Peppers, who turned 35 in January, has yet to miss a practice since signing with the Packers. Coach Mike McCarthy offered no timeline for either Matthews (knee) or Neal (abdomen) other than to say they're getting better.

As for Peppers' workload, McCarthy says injuries have no bearing on his reps.

"I really think our practice schedule takes care of that," McCarthy said. "In past training camp environments where you play a lot more football that would be the case. But we've got three practices, we've got a day off.

"Then this is our toughest stretch of training camp with three padded practices in a row. That really takes care of it."

Outside linebacker Adrian Hubbard (groin), running back John Crockett (ankle), tackle Vince Kowalski (concussion), and receivers Jared Abbrederis (concussion), Adrian Coxson (concussion) and Ricky Collins (heel) did not practice.
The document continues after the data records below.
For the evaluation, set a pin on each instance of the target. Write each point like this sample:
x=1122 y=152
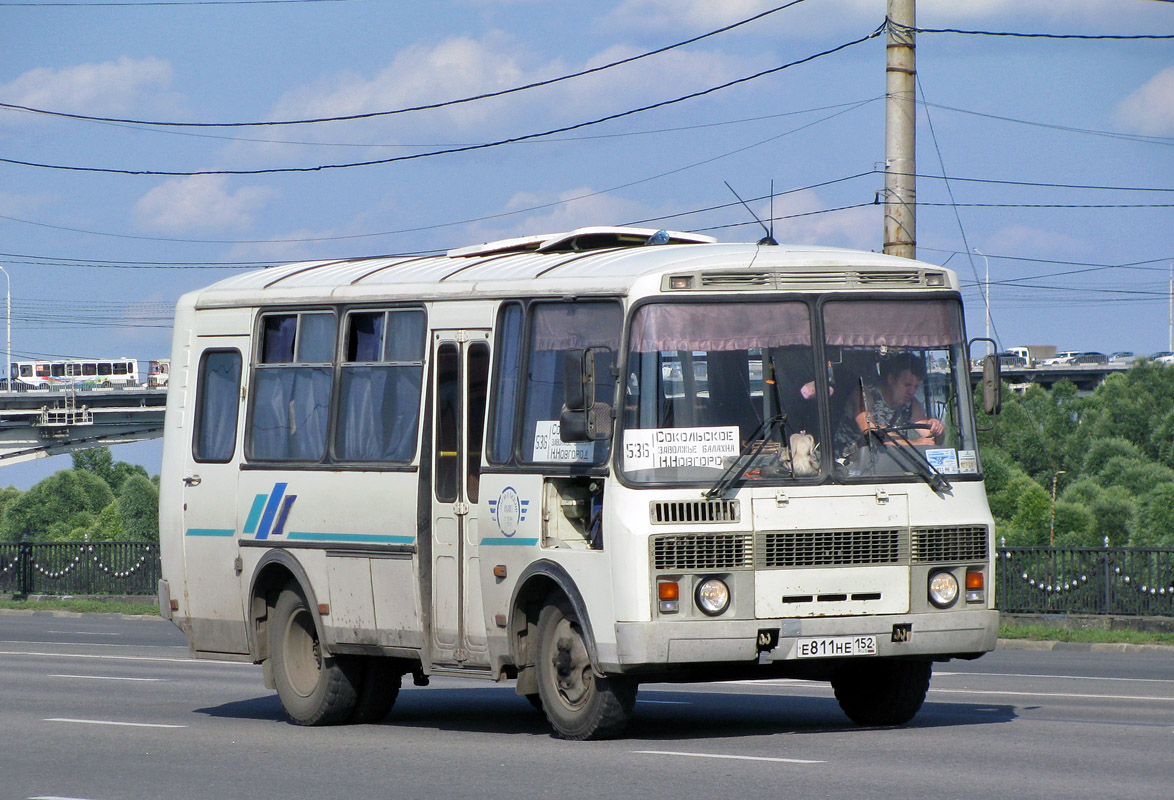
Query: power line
x=413 y=108
x=466 y=148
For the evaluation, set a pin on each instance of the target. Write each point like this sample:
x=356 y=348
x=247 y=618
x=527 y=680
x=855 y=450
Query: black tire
x=578 y=703
x=379 y=688
x=315 y=687
x=882 y=692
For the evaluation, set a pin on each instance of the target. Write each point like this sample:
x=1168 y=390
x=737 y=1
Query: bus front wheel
x=882 y=692
x=578 y=703
x=315 y=687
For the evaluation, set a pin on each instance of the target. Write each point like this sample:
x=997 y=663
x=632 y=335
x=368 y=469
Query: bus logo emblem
x=508 y=511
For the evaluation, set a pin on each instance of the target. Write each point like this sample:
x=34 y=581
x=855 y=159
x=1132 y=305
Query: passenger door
x=460 y=364
x=210 y=525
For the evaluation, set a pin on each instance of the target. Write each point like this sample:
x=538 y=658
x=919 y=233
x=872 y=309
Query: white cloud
x=108 y=87
x=201 y=202
x=1149 y=109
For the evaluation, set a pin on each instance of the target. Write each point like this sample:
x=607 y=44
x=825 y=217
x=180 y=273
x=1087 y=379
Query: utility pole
x=901 y=133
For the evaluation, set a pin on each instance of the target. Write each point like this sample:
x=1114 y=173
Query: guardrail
x=1122 y=582
x=79 y=567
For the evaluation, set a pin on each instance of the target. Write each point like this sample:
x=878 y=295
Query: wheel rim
x=302 y=653
x=572 y=665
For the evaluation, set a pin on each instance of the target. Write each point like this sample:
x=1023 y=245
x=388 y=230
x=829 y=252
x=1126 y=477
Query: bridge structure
x=51 y=422
x=1086 y=377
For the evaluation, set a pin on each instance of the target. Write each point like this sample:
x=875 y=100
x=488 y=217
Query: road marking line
x=109 y=721
x=108 y=678
x=123 y=658
x=1051 y=694
x=1025 y=674
x=719 y=755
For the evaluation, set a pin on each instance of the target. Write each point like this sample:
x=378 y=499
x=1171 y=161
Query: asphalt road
x=99 y=707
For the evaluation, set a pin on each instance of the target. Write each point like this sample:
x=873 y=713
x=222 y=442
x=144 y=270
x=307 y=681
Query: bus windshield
x=789 y=390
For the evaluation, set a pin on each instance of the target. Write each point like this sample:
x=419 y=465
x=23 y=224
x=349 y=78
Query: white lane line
x=123 y=658
x=110 y=721
x=109 y=678
x=719 y=755
x=1071 y=696
x=1025 y=674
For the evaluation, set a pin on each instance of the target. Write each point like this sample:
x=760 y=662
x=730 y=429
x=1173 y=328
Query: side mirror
x=582 y=419
x=992 y=385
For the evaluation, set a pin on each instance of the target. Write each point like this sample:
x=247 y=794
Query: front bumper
x=670 y=644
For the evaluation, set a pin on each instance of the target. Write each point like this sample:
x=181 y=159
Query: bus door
x=460 y=368
x=211 y=464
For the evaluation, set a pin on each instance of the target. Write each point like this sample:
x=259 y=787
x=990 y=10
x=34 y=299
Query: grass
x=83 y=606
x=1044 y=633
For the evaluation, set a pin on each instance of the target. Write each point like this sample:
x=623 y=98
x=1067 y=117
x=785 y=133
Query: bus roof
x=587 y=260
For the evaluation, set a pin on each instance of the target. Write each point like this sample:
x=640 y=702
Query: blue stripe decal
x=373 y=538
x=250 y=524
x=267 y=519
x=285 y=512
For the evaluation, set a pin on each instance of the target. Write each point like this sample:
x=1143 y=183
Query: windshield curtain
x=704 y=380
x=715 y=385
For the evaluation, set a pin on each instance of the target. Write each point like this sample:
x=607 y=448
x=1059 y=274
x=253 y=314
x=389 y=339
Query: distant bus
x=159 y=372
x=89 y=372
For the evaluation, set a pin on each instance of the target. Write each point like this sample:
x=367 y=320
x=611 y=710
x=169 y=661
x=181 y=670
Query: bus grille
x=800 y=549
x=702 y=551
x=670 y=512
x=949 y=544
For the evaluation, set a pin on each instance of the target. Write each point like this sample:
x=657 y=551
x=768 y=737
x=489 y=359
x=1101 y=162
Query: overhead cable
x=444 y=103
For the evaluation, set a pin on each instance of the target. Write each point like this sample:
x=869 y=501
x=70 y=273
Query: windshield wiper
x=930 y=474
x=756 y=443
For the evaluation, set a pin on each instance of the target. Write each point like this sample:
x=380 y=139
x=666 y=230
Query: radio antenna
x=769 y=239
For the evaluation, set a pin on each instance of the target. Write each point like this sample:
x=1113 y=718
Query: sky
x=1046 y=163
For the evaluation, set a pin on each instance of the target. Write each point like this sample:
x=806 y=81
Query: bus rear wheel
x=578 y=703
x=882 y=692
x=315 y=687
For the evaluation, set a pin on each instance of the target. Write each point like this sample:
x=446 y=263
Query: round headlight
x=713 y=596
x=943 y=589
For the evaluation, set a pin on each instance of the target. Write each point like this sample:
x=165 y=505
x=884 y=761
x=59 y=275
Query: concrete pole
x=899 y=133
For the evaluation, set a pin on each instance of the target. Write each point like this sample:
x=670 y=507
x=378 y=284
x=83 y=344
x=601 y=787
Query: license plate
x=837 y=646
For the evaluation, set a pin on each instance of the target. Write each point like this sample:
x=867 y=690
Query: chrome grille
x=798 y=549
x=669 y=512
x=702 y=551
x=949 y=544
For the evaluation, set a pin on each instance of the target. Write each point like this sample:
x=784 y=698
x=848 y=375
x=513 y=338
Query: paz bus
x=578 y=462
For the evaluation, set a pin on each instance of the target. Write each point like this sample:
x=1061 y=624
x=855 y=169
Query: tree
x=55 y=508
x=139 y=509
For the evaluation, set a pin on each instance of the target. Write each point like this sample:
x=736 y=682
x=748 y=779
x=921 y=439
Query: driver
x=890 y=405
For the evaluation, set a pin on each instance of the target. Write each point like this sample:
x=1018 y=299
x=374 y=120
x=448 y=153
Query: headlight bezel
x=713 y=596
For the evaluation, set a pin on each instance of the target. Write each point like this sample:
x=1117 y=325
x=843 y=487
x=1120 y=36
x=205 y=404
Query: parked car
x=1088 y=360
x=1060 y=358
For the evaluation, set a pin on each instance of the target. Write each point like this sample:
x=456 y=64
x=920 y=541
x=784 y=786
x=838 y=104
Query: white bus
x=76 y=372
x=579 y=462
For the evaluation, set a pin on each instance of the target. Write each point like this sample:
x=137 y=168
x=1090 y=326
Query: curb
x=1083 y=646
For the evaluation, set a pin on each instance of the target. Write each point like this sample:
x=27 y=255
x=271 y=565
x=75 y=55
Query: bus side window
x=291 y=387
x=505 y=384
x=217 y=401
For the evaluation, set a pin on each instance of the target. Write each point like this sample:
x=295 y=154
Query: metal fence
x=79 y=567
x=1125 y=582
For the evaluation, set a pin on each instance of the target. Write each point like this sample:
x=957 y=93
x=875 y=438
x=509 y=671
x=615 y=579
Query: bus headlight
x=713 y=596
x=943 y=589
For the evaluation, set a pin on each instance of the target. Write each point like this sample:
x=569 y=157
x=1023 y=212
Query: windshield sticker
x=967 y=462
x=944 y=459
x=648 y=449
x=550 y=446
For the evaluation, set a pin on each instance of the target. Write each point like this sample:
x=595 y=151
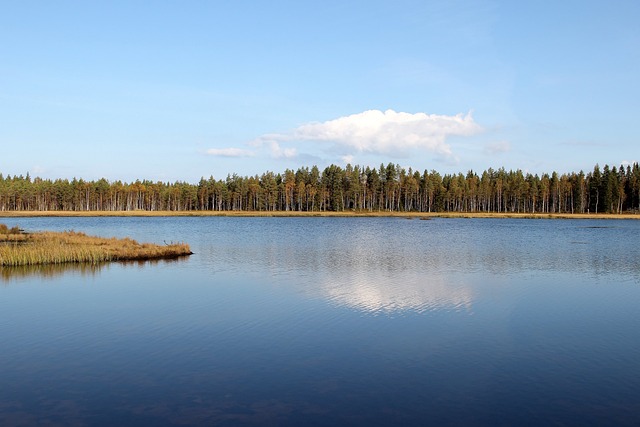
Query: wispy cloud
x=230 y=152
x=380 y=132
x=497 y=147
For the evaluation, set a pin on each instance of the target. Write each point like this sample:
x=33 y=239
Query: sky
x=180 y=90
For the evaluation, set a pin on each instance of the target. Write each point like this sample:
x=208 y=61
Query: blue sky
x=170 y=90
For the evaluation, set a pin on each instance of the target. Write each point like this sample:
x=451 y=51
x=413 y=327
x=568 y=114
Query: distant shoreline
x=345 y=214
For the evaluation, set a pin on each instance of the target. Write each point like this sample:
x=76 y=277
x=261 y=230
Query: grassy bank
x=18 y=248
x=19 y=214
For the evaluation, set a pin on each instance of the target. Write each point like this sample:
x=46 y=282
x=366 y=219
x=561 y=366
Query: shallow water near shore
x=330 y=321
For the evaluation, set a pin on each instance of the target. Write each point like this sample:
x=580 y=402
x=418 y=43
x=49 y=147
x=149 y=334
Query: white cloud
x=282 y=153
x=230 y=152
x=347 y=159
x=387 y=132
x=498 y=147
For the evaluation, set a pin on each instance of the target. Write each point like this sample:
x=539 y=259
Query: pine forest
x=387 y=188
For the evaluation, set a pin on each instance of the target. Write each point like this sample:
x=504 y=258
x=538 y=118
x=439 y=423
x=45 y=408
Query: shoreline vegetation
x=18 y=248
x=328 y=214
x=390 y=188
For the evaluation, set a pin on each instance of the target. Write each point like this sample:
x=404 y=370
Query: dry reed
x=73 y=247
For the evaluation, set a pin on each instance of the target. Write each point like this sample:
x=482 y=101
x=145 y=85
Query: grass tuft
x=18 y=248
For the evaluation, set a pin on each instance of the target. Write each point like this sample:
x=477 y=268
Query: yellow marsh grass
x=70 y=246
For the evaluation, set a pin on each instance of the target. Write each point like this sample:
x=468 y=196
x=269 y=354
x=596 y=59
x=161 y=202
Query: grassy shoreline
x=24 y=214
x=43 y=248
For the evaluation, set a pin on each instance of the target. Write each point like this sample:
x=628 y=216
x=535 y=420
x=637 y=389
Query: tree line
x=387 y=188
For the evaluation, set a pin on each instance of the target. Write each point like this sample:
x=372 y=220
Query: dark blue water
x=330 y=321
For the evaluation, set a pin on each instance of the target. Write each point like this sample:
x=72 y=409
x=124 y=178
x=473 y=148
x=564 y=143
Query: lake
x=330 y=321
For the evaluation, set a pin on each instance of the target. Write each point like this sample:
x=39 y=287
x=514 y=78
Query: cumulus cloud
x=282 y=153
x=230 y=152
x=383 y=132
x=498 y=147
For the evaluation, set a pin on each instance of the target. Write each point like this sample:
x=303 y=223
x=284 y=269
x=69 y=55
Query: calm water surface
x=330 y=321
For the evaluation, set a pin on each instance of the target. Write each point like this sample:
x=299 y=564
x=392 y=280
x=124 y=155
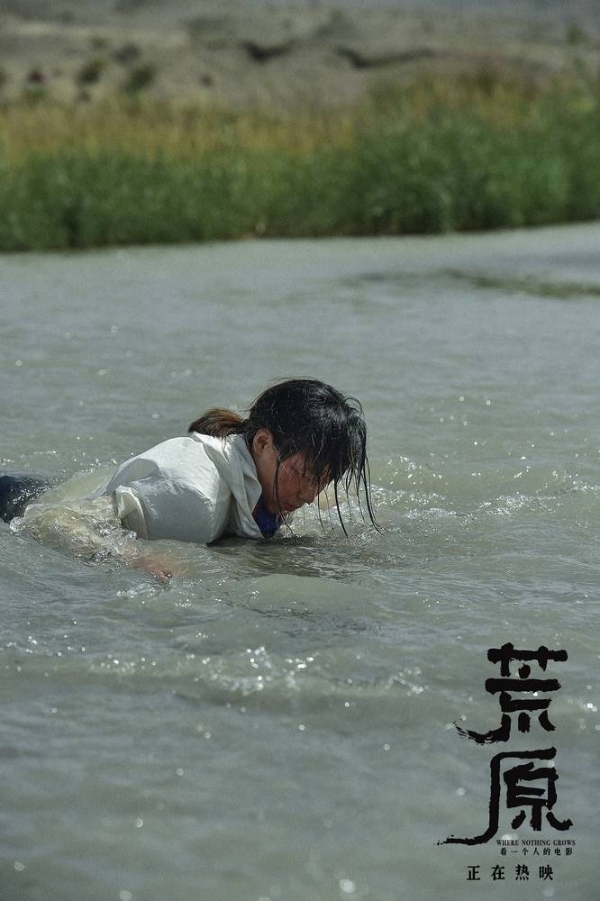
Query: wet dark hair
x=309 y=417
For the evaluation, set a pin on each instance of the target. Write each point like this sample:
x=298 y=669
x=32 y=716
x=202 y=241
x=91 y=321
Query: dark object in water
x=17 y=490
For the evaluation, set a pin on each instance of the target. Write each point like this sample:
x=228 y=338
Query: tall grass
x=432 y=157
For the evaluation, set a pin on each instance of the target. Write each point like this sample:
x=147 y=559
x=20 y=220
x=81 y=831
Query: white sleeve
x=172 y=492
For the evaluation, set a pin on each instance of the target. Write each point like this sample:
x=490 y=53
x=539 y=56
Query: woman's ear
x=262 y=441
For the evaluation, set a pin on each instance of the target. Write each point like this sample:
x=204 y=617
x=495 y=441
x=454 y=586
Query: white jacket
x=196 y=488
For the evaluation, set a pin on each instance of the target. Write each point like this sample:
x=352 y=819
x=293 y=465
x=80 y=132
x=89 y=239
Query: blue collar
x=268 y=523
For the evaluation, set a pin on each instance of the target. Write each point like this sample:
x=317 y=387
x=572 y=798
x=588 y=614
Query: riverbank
x=314 y=120
x=431 y=157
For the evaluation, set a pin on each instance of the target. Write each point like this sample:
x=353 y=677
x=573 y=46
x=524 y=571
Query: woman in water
x=235 y=476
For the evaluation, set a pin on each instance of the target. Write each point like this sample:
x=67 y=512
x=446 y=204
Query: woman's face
x=286 y=486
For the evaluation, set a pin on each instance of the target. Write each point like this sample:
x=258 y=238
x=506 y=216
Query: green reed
x=429 y=161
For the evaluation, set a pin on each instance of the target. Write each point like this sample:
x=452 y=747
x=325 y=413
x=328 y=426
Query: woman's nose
x=308 y=492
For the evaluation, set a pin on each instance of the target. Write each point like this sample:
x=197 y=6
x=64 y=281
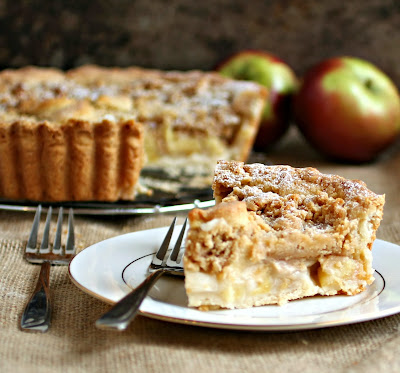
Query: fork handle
x=122 y=313
x=36 y=316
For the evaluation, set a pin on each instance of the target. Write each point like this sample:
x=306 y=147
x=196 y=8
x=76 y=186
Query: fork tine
x=164 y=246
x=32 y=240
x=57 y=238
x=178 y=244
x=70 y=246
x=44 y=246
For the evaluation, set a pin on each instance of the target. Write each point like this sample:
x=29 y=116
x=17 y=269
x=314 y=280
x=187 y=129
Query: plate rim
x=368 y=316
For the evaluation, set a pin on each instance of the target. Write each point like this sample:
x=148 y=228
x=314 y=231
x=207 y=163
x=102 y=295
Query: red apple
x=348 y=109
x=281 y=82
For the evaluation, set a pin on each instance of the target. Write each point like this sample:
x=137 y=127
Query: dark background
x=179 y=34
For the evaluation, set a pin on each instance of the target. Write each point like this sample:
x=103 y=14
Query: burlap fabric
x=73 y=344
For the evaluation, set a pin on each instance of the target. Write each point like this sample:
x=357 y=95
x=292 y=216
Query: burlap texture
x=73 y=344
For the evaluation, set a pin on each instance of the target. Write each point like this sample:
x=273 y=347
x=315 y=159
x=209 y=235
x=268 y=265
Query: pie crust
x=279 y=233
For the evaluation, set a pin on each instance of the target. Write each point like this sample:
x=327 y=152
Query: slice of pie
x=279 y=233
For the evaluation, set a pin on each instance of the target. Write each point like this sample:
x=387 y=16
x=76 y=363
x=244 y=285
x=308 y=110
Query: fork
x=37 y=313
x=164 y=262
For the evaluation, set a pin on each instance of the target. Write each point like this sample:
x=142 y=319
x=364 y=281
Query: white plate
x=105 y=270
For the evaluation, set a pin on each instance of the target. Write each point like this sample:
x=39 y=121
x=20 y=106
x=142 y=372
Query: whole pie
x=279 y=233
x=86 y=134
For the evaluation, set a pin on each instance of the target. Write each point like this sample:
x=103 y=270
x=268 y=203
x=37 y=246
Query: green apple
x=348 y=109
x=281 y=82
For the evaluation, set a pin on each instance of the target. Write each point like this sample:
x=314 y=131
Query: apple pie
x=279 y=233
x=85 y=134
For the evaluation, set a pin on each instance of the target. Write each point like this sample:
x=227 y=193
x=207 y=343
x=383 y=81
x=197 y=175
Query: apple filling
x=278 y=234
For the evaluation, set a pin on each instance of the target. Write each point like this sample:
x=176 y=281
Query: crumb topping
x=189 y=101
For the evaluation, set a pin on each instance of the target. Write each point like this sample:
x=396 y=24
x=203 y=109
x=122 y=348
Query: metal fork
x=37 y=313
x=164 y=262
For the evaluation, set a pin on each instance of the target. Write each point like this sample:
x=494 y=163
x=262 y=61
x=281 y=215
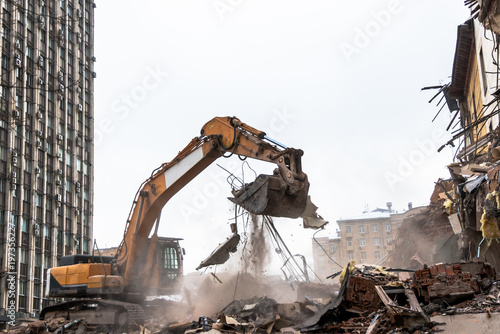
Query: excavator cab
x=162 y=266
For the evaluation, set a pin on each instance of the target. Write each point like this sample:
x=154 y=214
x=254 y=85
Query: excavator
x=108 y=290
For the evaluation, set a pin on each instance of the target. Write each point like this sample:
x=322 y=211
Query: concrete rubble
x=370 y=300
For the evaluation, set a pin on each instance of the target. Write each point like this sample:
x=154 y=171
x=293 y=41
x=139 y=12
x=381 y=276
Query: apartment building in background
x=366 y=239
x=46 y=137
Cornerback Sam Shields missed the first hour of practice because of a dental appointment, but returned for the second half. McCarthy said there were no restrictions on running back Eddie Lacy, who split team reps with James Starks after sitting out the end of Tuesday's practice with foot soreness.

Still no-catch

NFL line judge Ron Marnucci and his crew are in Green Bay this week refereeing practices and Saturday's Family Night event.

They're also spending part of that time answering questions from players, coaches and media about rule changes for the upcoming season. One of this year's popular points of emphasis revolves around Dez Bryan's noncatch from the Packers' playoff game against Dallas in January.

For all its controversy, Marnucci said it was a pretty rudimentary decision. Whatever way you slice it, it's still not a catch.

"In the Dez Bryant play, he never really established himself as a runner," Marnucci said. "He was a receiver who caught the ball. Did he have both feet down? Absolutely. No doubt he had both feet down, but did his momentum take him to the ground? If you answer yes to his momentum taking him to the ground, when he hit the ground, he must maintain control of the football and obviously you saw it pop up. That's why it becomes an incomplete pass."